13 Things I learned by Publishing my first Book
I made a public declaration that I would publish 5 books in a month as a challenge to myself. I published the first one over the weekend 2023-04-02. I decided to make a comic book so that I could use images created by AI, and so that it would be short :):
https://www.amazon.com/Clockwater-City-Warships-Chris-Adams-ebook/dp/B0C19GS9X8/
It is on Kindle Unlimited so free if you want. I ordered a print book for myself.
1. I am not trying to be great: just trying to ship
To quote Steve Jobs: "Great artists ship" so I will too.
2. Start with a goal to discover and use the tools
I learned this from Beeple: work on it every day and pick a project to learn a tool. The tools you have can inform the art that you will create.
3. Amazon gives you free software to publish and create your book
It is really one-click easy to publish.
4. The massive amount of creative content is a new chapter for the internet
There are thousands of books and songs and videos released every day. Amazon and Spotify and YouTube are the main marketplaces for today. As a creator, you may or may not find an audience. I follow people that make good livings on these channels but I don't expect to. Now you can publish a book, song or video with a single click and millions of people do.
5. These platforms LOVE new content and want to make it very easy for you to publish
6. I would not have written this without using AI
I never considered writing a fiction book until recently. Using AI made it doable. Any time I had writer's block I just asked for 20 suggestions from AI and it was happy to oblige.

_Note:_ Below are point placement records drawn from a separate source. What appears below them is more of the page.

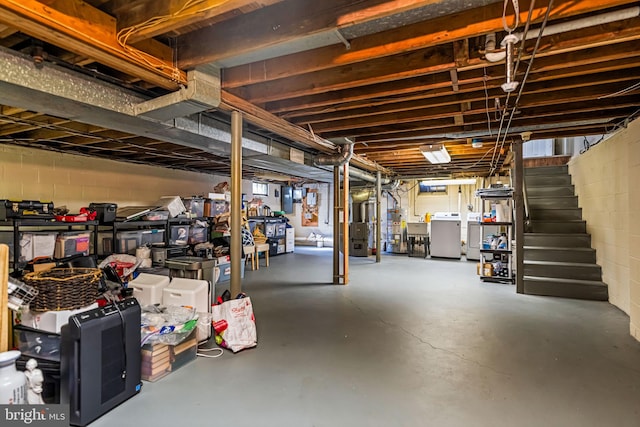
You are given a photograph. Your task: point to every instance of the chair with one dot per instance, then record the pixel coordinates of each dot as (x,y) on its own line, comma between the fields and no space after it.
(250,254)
(262,247)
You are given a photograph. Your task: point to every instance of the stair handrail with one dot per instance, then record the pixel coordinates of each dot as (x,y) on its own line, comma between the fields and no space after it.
(525,199)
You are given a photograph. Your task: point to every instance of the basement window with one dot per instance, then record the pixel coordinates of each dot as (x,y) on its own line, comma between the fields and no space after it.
(260,189)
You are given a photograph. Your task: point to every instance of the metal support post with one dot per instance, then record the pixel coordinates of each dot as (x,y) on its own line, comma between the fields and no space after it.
(236,203)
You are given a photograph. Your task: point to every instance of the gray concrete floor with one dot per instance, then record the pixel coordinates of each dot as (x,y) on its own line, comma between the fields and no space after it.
(409,342)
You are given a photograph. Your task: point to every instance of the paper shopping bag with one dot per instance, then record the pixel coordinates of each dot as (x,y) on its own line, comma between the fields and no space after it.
(235,324)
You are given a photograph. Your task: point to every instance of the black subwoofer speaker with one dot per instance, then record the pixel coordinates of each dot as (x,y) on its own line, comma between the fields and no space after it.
(100,360)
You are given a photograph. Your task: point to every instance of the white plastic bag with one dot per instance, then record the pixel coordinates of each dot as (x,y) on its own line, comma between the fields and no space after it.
(235,324)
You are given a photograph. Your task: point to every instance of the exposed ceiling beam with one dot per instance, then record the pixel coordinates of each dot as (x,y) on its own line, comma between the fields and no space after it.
(268,121)
(281,23)
(88,32)
(462,25)
(166,16)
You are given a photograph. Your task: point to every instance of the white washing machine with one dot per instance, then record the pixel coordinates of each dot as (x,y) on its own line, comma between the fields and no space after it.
(446,235)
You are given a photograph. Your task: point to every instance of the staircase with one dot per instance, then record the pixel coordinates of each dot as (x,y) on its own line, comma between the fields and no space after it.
(558,258)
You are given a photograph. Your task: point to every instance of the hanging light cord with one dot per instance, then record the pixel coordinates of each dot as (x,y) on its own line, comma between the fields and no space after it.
(516,12)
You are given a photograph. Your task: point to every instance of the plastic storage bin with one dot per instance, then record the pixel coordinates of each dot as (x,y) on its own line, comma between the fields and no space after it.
(147,288)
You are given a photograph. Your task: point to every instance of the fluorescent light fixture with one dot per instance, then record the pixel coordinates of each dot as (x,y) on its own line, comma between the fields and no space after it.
(436,153)
(459,181)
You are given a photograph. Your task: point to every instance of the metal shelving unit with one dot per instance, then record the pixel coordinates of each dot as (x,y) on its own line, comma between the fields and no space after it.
(496,263)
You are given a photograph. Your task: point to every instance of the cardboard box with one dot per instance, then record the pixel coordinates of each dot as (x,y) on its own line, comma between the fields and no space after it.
(173,204)
(37,244)
(69,244)
(50,321)
(147,288)
(158,360)
(198,234)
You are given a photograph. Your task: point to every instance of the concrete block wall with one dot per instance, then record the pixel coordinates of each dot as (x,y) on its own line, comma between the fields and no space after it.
(75,181)
(605,178)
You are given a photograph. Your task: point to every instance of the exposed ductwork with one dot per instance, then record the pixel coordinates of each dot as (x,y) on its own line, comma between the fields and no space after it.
(202,93)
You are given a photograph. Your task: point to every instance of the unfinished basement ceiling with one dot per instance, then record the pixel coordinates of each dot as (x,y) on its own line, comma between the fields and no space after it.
(389,75)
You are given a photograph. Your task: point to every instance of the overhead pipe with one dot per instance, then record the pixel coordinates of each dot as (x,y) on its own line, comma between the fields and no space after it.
(335,160)
(493,55)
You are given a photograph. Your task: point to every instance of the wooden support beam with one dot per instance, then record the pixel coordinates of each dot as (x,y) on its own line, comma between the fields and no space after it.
(5,317)
(91,33)
(462,25)
(282,23)
(169,16)
(268,121)
(372,72)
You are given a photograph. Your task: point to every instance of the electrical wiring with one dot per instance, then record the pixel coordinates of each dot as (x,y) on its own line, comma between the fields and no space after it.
(133,53)
(506,103)
(486,99)
(622,91)
(526,75)
(516,11)
(125,33)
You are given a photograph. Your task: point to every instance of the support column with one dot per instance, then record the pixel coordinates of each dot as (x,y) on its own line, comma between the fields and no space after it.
(345,223)
(236,203)
(378,213)
(518,196)
(336,225)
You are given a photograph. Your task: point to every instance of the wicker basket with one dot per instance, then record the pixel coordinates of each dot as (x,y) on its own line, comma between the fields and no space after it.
(64,288)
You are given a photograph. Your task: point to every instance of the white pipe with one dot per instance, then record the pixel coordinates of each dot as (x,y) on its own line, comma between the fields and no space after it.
(490,49)
(577,24)
(582,23)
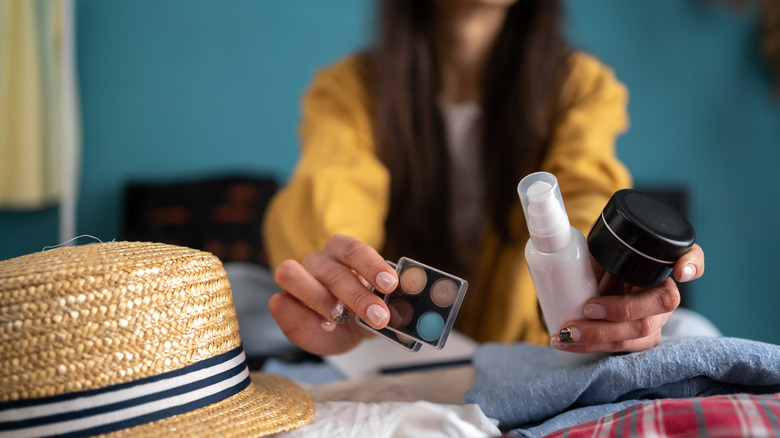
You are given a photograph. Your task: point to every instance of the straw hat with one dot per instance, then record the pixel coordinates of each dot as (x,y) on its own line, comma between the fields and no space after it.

7. I let the tools dictate the tone
Most of the sentences in the story were eventually written by me in my "voice." However, the marketing blurbs that I struggle with for myself were 100% AI. I had to ask ChatGPT to "tone it down" a few times. For future books I will let the writer's voice be somewhere in the middle. My writing style is too dry for fiction, ChatGPT is too dramatic.
8. The conversational abilities of ChatGPT4 meant that I could ask it for summaries and new plot ideas and it kept it in the sci fi "world"
It was a real conversation.
9. These writing tools combined with print on demand make it extremely cheap
I spent less than $50 and I can write as many books as I want. I spent $10 on image prompts, $30 on comic book layout (still on the free trial lol) and $7 to get a real print copy. You can really spend $0 if you want.
10. If you are using ChatGPT you will need a way to organize its output: use a text editor
It is like drinking from a firehose: there will be a lot of text and you may only want to use 5-10% of it. I used a code editor: that is what I do for a day job. I started with Google Docs but that is formatted which caused problems. I needed plain text with full search. I use a JetBrains IDE but VSCode is similar and free to use. I converted everything to text and created a git repository. This lets me easily change the names of things all at once, have multiple windows open at once and search.
When you are done with your manuscript you can then paste it into Kindle Create for formatting.
11. You need to check for plagiarism from ChatGPT
I am pretty confident that the final story is maybe not earth shattering but it is unique. When I asked for names of the city that became Clockwater City ChatGPT gave me some names that sounded great but I found out that they were from Elder Scrolls! The legend is that the Grateful Dead got their name by picking words out of the dictionary and sticking them together so that's basically what I did to create a "unique" name.
12. Let your experience guide your project: use a spirit of discovery
I basically took some ideas and ran with them. I found an "AI comic book publishing" site, probably from a list here. When I saw "steampunk" as one of the styles I went with that. After asking ChatGPT for many scenarios I realized that I could create a world like Star Wars/Middle Earth/etc. that could support many stories. When I saw that I could easily publish a series on Amazon that is the direction I went in.
13. It was important to 100% publish a book: the content was secondary
I am pleased with the book as it came out but that is a side effect of what I was trying to do. In the past I have been paralyzed by trying to make "the greatest thing ever" and then, of course, never making anything. I learned so much by following the process I would encourage anyone else to scratch the same itch and give it a try. At first the book did not get accepted by Amazon because they did not think it was a comic. I just changed the category to what they suggested: that is a problem for another time.
It was very liberating to put something out simply because it was "finished" not necessarily because it was my life's work. The small things that tripped me up in the past when I tried to create projects that were too precious just did not matter.